WAC 208-620-340   Do I have any alternative to maintaining a surety bond?  Bond substitute.

     (1) Washington business corporation. A licensee that is a Washington business corporation may maintain a bond substitute, as defined in WAC 208-620-010, in lieu of a surety bond.

     (2) Amount of the bond substitute. The licensee must maintain unimpaired capital in an amount so that the aggregate sum of the licensee's debt, including outstanding promissory notes or other evidences of debt, does not at any time exceed three times the amount of its bond substitute.

     (3) Long-term subordinated debt. Long-term subordinated debt, as defined in WAC 208-620-010, may be excluded from the licensee's debt for purposes of calculating the bond substitute only if any claim by the subordinate debtholder on the licensee's assets is junior to claims by the state or a consumer under the act. The licensee must file with the director a subordination agreement in favor of the state.

     (4) Bad debts and uncollectible judgments. A licensee that maintains a bond substitute may not consider bad debts and uncollectible judgments as assets for purposes of calculating the bond substitute. A bad debt is any debt owed to the licensee upon which any payment is six months or more past due. An uncollectible judgment is any judgment which is more than two years old and which has not been paid.
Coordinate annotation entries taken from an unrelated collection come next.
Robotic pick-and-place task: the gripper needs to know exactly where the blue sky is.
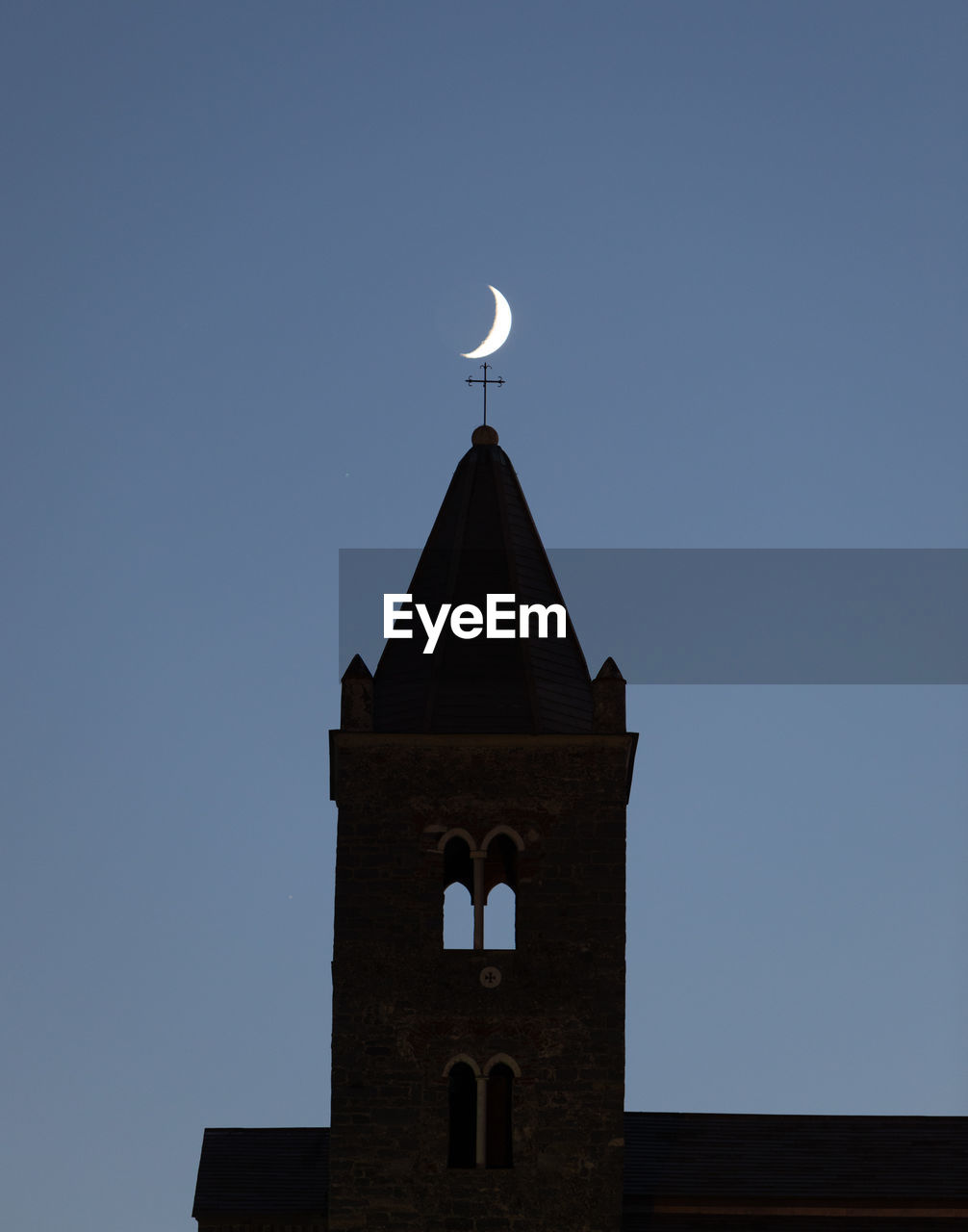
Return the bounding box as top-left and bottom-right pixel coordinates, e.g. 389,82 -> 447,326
0,0 -> 968,1232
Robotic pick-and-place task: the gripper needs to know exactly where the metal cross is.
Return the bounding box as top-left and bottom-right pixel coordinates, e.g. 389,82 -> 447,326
467,364 -> 503,425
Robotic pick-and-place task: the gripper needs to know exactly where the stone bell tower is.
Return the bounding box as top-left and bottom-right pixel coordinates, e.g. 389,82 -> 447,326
327,427 -> 635,1232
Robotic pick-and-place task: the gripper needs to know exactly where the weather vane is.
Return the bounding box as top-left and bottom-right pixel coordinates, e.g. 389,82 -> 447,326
461,283 -> 511,425
467,364 -> 503,427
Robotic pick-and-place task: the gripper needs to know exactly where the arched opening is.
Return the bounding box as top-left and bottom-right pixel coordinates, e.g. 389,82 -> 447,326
484,833 -> 518,950
444,835 -> 474,950
444,882 -> 474,950
484,886 -> 516,950
447,1061 -> 478,1168
484,1062 -> 515,1168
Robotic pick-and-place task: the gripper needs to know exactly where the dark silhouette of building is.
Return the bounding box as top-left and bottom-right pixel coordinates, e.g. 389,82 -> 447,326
193,427 -> 968,1232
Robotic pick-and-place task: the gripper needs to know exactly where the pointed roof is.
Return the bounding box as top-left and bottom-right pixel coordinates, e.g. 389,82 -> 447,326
373,427 -> 593,733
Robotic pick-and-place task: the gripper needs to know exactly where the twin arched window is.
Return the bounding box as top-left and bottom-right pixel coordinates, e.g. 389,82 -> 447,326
441,827 -> 524,950
445,1055 -> 520,1168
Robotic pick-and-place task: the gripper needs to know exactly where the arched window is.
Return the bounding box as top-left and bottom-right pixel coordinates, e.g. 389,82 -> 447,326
484,1062 -> 515,1168
444,835 -> 474,950
484,832 -> 518,950
444,882 -> 474,950
484,886 -> 515,950
447,1061 -> 478,1168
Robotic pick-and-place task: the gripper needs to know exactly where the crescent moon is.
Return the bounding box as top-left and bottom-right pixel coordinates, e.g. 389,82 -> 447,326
461,283 -> 511,360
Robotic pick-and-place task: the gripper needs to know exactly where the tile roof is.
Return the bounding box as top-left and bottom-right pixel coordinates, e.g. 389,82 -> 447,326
373,430 -> 593,733
192,1128 -> 329,1222
192,1113 -> 968,1217
624,1113 -> 968,1204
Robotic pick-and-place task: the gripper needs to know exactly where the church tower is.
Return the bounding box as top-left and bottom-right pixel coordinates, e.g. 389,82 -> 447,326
327,427 -> 635,1232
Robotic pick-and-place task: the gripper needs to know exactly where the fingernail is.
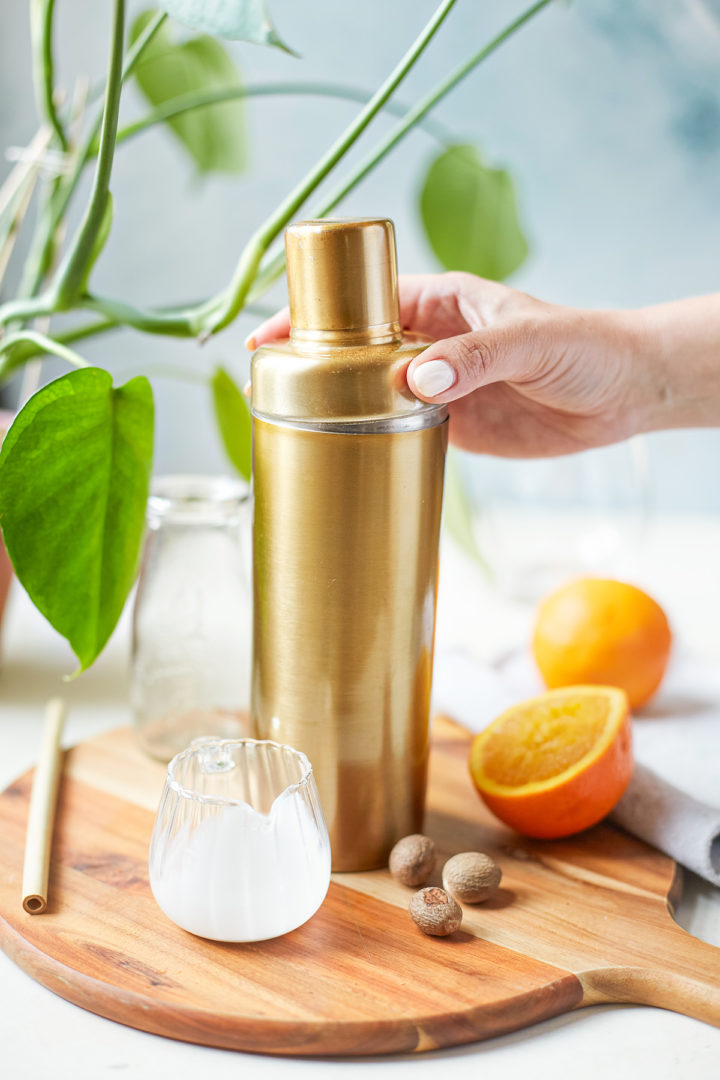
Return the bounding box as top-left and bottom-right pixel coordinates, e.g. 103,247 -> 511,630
412,360 -> 456,397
     (5) Review of requirements. The director may evaluate the documentation submitted by the licensee or other documentation requested by the director to determine whether the bond substitute meets the requirements of RCW 31.04.045(3).



[Statutory Authority: RCW 31.04.165, 31.04.015, 31.04.045, 31.04.075, 31.04.085, 31.04.093, 31.04.102, 31.04.115, 31.04.145, 31.04.155, and 31.04.175. 06-04-053, § 208-620-340, filed 1/27/06, effective 2/27/06.]